Dart moves from the regex symbol fallback to full tree-sitter support. The regex fallback matches function NAME / def NAME style declarations and cannot see Dart's type-first signatures (void foo(), Future<int> baz() async), so until now classes, mixins, methods, and call sites were invisible to the symbol graph: codebase_symbol and codebase_flow returned empty for Dart, codebase_impact had no source nodes, main() was never detected as an entry point, and files were chunked by line count instead of declaration boundaries. This PR fixes all five gaps reported in the issue in one pass.

Changes

  • Grammar: register @ast-grep/lang-dart@0.0.7 in ensureDynamicLanguages (same family and version as the Lua grammar shipped in feat(graph): Lua symbol/call extraction + fix file discovery for whitelist .gitignore #67). The existing per-grammar libraryPath pre-validation isolates platforms without a prebuilt binary, which degrade to today's regex behavior instead of breaking.
  • Symbols (extractFromDart in graph-symbols.ts): classes, mixins (as trait), enums, extensions, typedefs (as interface), type-first top-level functions, getters and setters, and constructors in all three forms (plain, named, factory) as constructor with dotted qualified names. Two Dart grammar quirks are handled explicitly: a function is a function_signature followed by a SIBLING function_body, so scope ranges are stitched from each pair (otherwise calls inside bodies would attribute to <module>); and plain constructors live inside a generic declaration wrapper.
  • Calls: Dart has no call_expression node kind. Every invocation wraps an argument_part, so calls are recovered from those: bare calls (helper(5)), method calls (f.bar(2)), constructor invocations (Foo(1), no new in modern Dart), prefixed calls (mat.runApp()), and cascades (f..bar(3)..load() via cascade_selector). Each call is attributed to its enclosing function scope.
  • AST chunking: dart added to TOP_LEVEL_KINDS. Both function_signature and function_body are listed so the existing overlap-merge in findAstBoundaries fuses each sibling pair into one region; class/mixin/enum/extension nodes already span their bodies.
  • Entry points: dart: main added to ENTRY_POINT_NAMES; detection is name-based per language, so Dart main() now surfaces through the existing well-known-name heuristic with no new path logic.
  • README: Dart moved to Full Support in the language matrix, with a note that import/export/part edges remain regex-extracted (unchanged, they already worked and the issue asked to leave them as-is).

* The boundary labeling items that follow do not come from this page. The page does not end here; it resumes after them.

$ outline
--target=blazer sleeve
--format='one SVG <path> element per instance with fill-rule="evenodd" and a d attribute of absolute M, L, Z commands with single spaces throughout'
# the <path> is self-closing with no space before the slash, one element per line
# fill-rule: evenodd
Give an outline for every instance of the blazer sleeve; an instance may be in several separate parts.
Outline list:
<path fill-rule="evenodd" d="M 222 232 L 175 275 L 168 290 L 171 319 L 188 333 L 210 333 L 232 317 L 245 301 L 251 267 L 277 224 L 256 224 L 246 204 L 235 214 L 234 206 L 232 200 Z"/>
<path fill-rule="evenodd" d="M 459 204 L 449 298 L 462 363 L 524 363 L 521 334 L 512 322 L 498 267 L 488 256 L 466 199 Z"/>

Out of scope, per the issue's own framing: the Flutter-specific layer (Widget awareness, pubspec-based resolution) and plain field symbols (not callable, no call-graph value).

The node kinds and ranges used by the extractor were derived empirically from the actual @ast-grep/lang-dart tree output, not assumed.

Type of change

  • Bug fix (non-breaking change that fixes an issue)
  • New feature (non-breaking change that adds functionality)
  • Breaking change (fix or feature that would cause existing functionality to not work as expected)
  • Documentation update
  • Refactoring (no functional changes)
  • Test coverage improvement

Testing

  • Unit tests pass (npm run test:unit): 846/846
  • Integration tests pass (npm run test:integration) — if applicable
  • TypeScript compiles cleanly (npx tsc --noEmit)
  • New tests added for new/changed functionality

New tests encode the behavior that matters, not just coverage: the symbol test asserts the exact declarations the regex fallback could never match (constructors in all three forms, getter/setter pairs, mixin as trait, type-first signatures); a dedicated test proves a top-level function's scope reaches its sibling body's closing brace (the failure mode being calls attributing to <module>); the call test covers method calls, cascades, constructor invocations, and prefixed calls; the chunking test proves an entire large class lands in one chunk where a fixed 100-line window would split it mid-body, and that a signature/body pair is never severed; the entry-point test asserts Dart main() fires the well-known-name heuristic on a non-orphan file. The old "handles Dart via regex fallback" test is removed and the fallback block retitled, since Dart no longer routes there.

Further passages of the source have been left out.